Conventional wisdom. Noun. A generally accepted theory or belief.
For busy search professionals, conventional wisdom is part of the fabric of life. There’s just too little time to test the prevailing wisdom or common practices or shared beliefs that make up our professional lives.
But Matthew Dixon and Brent Anderson have offered a sobering assessment of the dangers of becoming too comfortable with accepted beliefs. Case in point: the long-held assumption that relationships drive sales, especially within high-value service offerings like executive search.
In their provocative book The Challenger Sale: Taking Control of the Customer Conversation, Dixon and Anderson argue for a different driver of choice. Their extensive research concludes that customers prefer to buy from those prepared to challenge and stimulate new ideas and fresh perspectives. They choose providers willing to offer insight and innovation, often outside their own comfort zones, as long as those ideas teach them things they didn’t know and serve to improve the performance of their company or organization.
In short, customers want to work with people who will help them do better than they otherwise would.

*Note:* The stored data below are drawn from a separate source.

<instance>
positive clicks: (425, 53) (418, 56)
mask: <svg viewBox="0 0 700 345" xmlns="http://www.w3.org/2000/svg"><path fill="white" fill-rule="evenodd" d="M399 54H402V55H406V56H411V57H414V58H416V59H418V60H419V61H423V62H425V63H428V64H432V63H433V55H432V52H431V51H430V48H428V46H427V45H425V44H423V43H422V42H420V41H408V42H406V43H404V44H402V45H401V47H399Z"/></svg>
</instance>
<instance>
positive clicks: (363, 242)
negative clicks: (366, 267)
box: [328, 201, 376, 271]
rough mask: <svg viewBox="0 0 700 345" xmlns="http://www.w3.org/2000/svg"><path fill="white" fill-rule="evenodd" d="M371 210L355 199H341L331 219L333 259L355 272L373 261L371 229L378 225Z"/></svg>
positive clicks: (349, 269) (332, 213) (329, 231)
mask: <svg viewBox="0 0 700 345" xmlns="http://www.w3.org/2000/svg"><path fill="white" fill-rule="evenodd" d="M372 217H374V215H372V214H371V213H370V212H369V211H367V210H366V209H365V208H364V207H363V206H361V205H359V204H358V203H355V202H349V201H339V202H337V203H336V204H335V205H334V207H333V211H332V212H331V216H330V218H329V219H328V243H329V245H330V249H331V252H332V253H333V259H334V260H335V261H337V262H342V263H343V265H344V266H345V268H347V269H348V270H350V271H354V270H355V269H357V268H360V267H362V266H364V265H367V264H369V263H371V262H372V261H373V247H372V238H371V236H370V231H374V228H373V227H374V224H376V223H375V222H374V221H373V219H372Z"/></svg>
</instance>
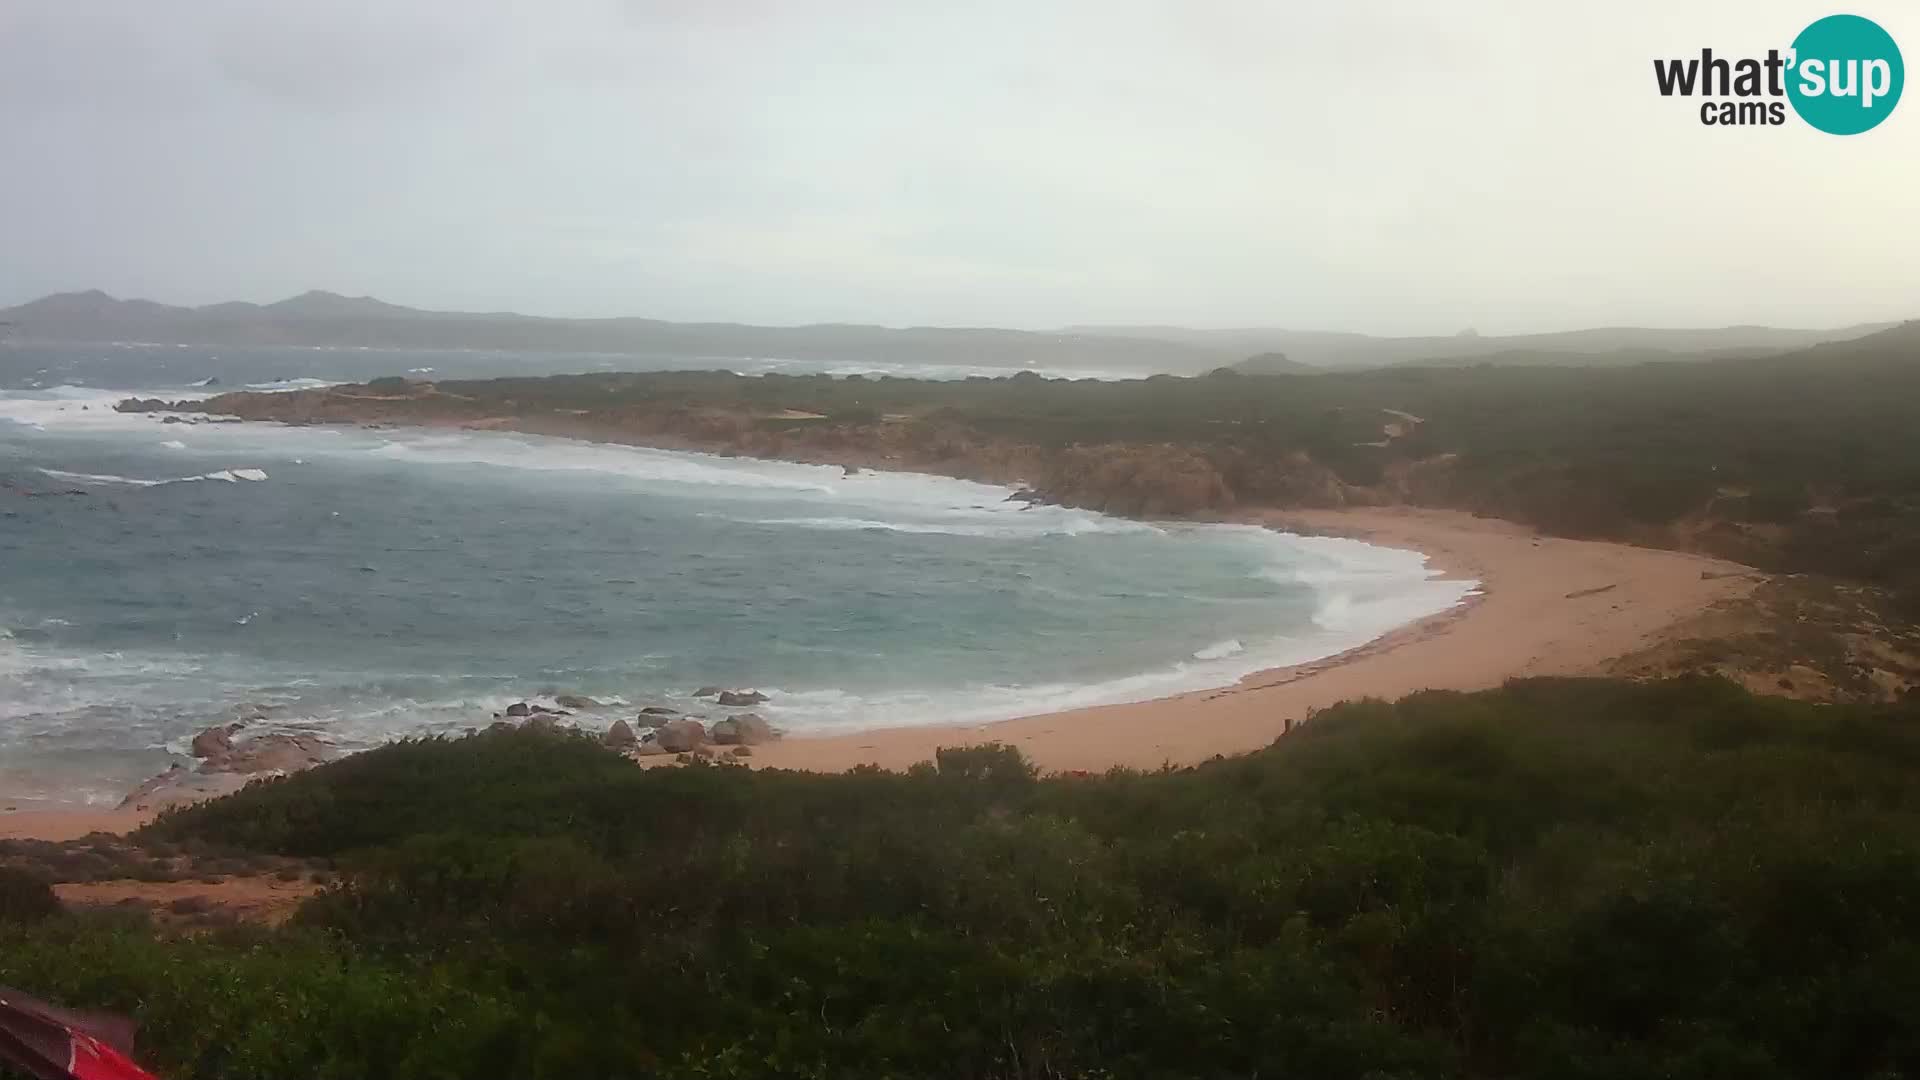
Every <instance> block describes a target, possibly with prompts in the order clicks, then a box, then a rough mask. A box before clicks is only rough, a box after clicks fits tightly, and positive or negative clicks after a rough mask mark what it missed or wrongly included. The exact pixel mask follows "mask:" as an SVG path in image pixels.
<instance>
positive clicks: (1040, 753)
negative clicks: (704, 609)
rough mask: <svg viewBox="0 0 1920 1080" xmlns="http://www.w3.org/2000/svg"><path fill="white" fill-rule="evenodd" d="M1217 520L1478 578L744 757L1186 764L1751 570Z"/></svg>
mask: <svg viewBox="0 0 1920 1080" xmlns="http://www.w3.org/2000/svg"><path fill="white" fill-rule="evenodd" d="M420 427H440V425H420ZM459 427H470V425H459ZM522 430H524V429H522ZM526 434H547V432H526ZM595 442H628V444H636V442H630V440H605V438H601V440H595ZM685 450H695V448H685ZM1229 521H1231V523H1240V525H1261V527H1269V528H1283V530H1290V532H1300V534H1319V536H1346V538H1356V540H1363V542H1369V544H1377V546H1384V548H1400V550H1413V552H1419V553H1423V555H1427V557H1428V561H1430V565H1432V567H1436V569H1440V571H1442V575H1444V577H1450V578H1476V580H1478V584H1480V588H1478V594H1475V596H1469V598H1467V600H1463V601H1461V603H1457V605H1455V607H1452V609H1448V611H1442V613H1438V615H1428V617H1425V619H1417V621H1413V623H1407V625H1404V626H1400V628H1394V630H1390V632H1386V634H1382V636H1380V638H1375V640H1373V642H1367V644H1363V646H1357V648H1354V650H1348V651H1342V653H1334V655H1329V657H1319V659H1313V661H1308V663H1302V665H1294V667H1279V669H1265V671H1256V673H1252V675H1248V676H1242V678H1240V680H1238V682H1236V684H1231V686H1221V688H1212V690H1190V692H1181V694H1173V696H1167V698H1156V700H1146V701H1133V703H1114V705H1094V707H1081V709H1069V711H1060V713H1037V715H1029V717H1018V719H1006V721H991V723H972V724H952V723H948V724H924V726H899V728H874V730H866V732H852V734H831V736H791V738H785V740H780V742H776V744H768V746H760V748H756V749H755V757H753V759H751V761H753V765H755V767H774V769H804V771H845V769H851V767H856V765H879V767H887V769H904V767H910V765H914V763H918V761H925V759H931V757H933V753H935V751H937V749H939V748H943V746H966V744H981V742H1002V744H1008V746H1016V748H1020V749H1021V751H1025V753H1027V755H1029V757H1031V759H1033V761H1035V763H1037V765H1039V767H1041V769H1043V771H1106V769H1112V767H1129V769H1158V767H1162V765H1175V767H1177V765H1192V763H1198V761H1206V759H1210V757H1217V755H1233V753H1246V751H1252V749H1260V748H1261V746H1267V744H1271V742H1273V740H1275V738H1277V736H1281V734H1284V732H1286V730H1288V726H1290V724H1294V723H1300V721H1306V719H1308V717H1309V715H1311V713H1313V711H1317V709H1323V707H1329V705H1332V703H1338V701H1344V700H1357V698H1386V700H1392V698H1400V696H1404V694H1411V692H1417V690H1478V688H1488V686H1498V684H1500V682H1503V680H1505V678H1511V676H1526V675H1582V673H1597V671H1601V667H1603V665H1605V663H1607V661H1611V659H1617V657H1620V655H1624V653H1630V651H1636V650H1640V648H1645V646H1651V644H1655V642H1657V640H1661V636H1663V634H1665V632H1667V630H1668V628H1670V626H1672V625H1674V623H1678V621H1682V619H1686V617H1690V615H1695V613H1699V611H1701V609H1703V607H1707V605H1711V603H1718V601H1724V600H1734V598H1738V596H1743V594H1745V592H1749V590H1751V588H1753V584H1755V582H1757V580H1759V575H1757V571H1751V569H1749V567H1741V565H1736V563H1726V561H1720V559H1711V557H1703V555H1690V553H1678V552H1667V550H1651V548H1632V546H1624V544H1607V542H1588V540H1561V538H1548V536H1540V534H1536V532H1532V530H1530V528H1524V527H1519V525H1513V523H1505V521H1498V519H1480V517H1473V515H1467V513H1459V511H1427V509H1407V507H1367V509H1300V511H1277V509H1261V511H1248V513H1242V515H1235V517H1233V519H1229ZM660 761H670V759H647V765H655V763H660ZM138 821H140V815H134V813H132V811H90V809H75V811H63V809H35V811H17V813H0V838H17V836H38V838H54V836H79V834H84V832H90V830H123V828H131V826H134V824H138Z"/></svg>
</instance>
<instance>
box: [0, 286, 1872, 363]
mask: <svg viewBox="0 0 1920 1080" xmlns="http://www.w3.org/2000/svg"><path fill="white" fill-rule="evenodd" d="M0 323H12V327H10V334H12V338H15V340H38V342H152V344H200V346H238V348H244V346H340V348H357V346H367V348H472V350H505V352H515V350H524V352H589V354H622V356H678V357H791V359H812V361H843V363H881V361H904V363H952V365H991V367H1068V369H1071V367H1085V369H1102V371H1133V373H1140V375H1148V373H1162V371H1164V373H1175V375H1198V373H1202V371H1213V369H1217V367H1229V365H1231V367H1235V369H1236V371H1242V373H1246V371H1254V369H1258V371H1263V373H1308V371H1325V369H1356V367H1392V365H1405V363H1419V365H1428V367H1432V365H1440V367H1461V365H1475V363H1496V365H1524V367H1620V365H1634V363H1649V361H1682V359H1718V357H1732V356H1740V357H1757V356H1768V354H1780V352H1788V350H1799V348H1809V346H1816V344H1824V342H1839V340H1849V338H1860V336H1864V334H1870V332H1876V331H1885V329H1889V327H1893V323H1868V325H1857V327H1839V329H1828V331H1795V329H1774V327H1718V329H1678V331H1663V329H1636V327H1601V329H1590V331H1563V332H1551V334H1515V336H1480V334H1475V332H1461V334H1455V336H1450V338H1438V336H1423V338H1377V336H1367V334H1352V332H1334V331H1281V329H1229V331H1194V329H1187V327H1156V325H1140V327H1068V329H1062V331H1004V329H975V327H899V329H897V327H870V325H849V323H822V325H808V327H753V325H743V323H666V321H660V319H634V317H620V319H549V317H540V315H516V313H513V311H486V313H480V311H422V309H417V307H401V306H397V304H388V302H384V300H374V298H371V296H340V294H336V292H319V290H315V292H303V294H300V296H292V298H288V300H280V302H276V304H246V302H227V304H207V306H204V307H177V306H169V304H156V302H152V300H117V298H113V296H108V294H106V292H100V290H88V292H61V294H54V296H44V298H40V300H33V302H29V304H21V306H17V307H10V309H0ZM1275 357H1277V359H1275ZM1256 361H1258V363H1256ZM1250 365H1252V367H1250Z"/></svg>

Relationships still matter and are indeed valued. But in this world, relationships follow from performance, rather than lead the sales process.
The search industry might take this argument to heart as its members ponder how to survive – no, thrive – in a growing but still intensely competitive marketplace. Success may depend on the ability to be exactly the kind of constructive challenger Dixon and Anderson describe. The exceptional performer will be willing to test assumptions and provide the real insight that leads to better results for the client.
Success depends upon an ability to offer more than just a successful search – a single transaction. It demands an ability to deliver of answers to the leadership challenges that CEOs and other senior business figures face every day. That ability rests on a commitment to understanding every aspect of the client – operations, organization, culture and values, and more. To challenge constructively, search professionals must look beyond a relationship. The ability to challenge constructively begins with a depth of client understanding far beyond the superficial or transactional.
Read more about the challenge to conventional wisdom posed by Dixon and Anderson, and make up your own mind about the validity of their argument. It certainly will stimulate some new thinking – and in the process, maybe lead to your own better performance.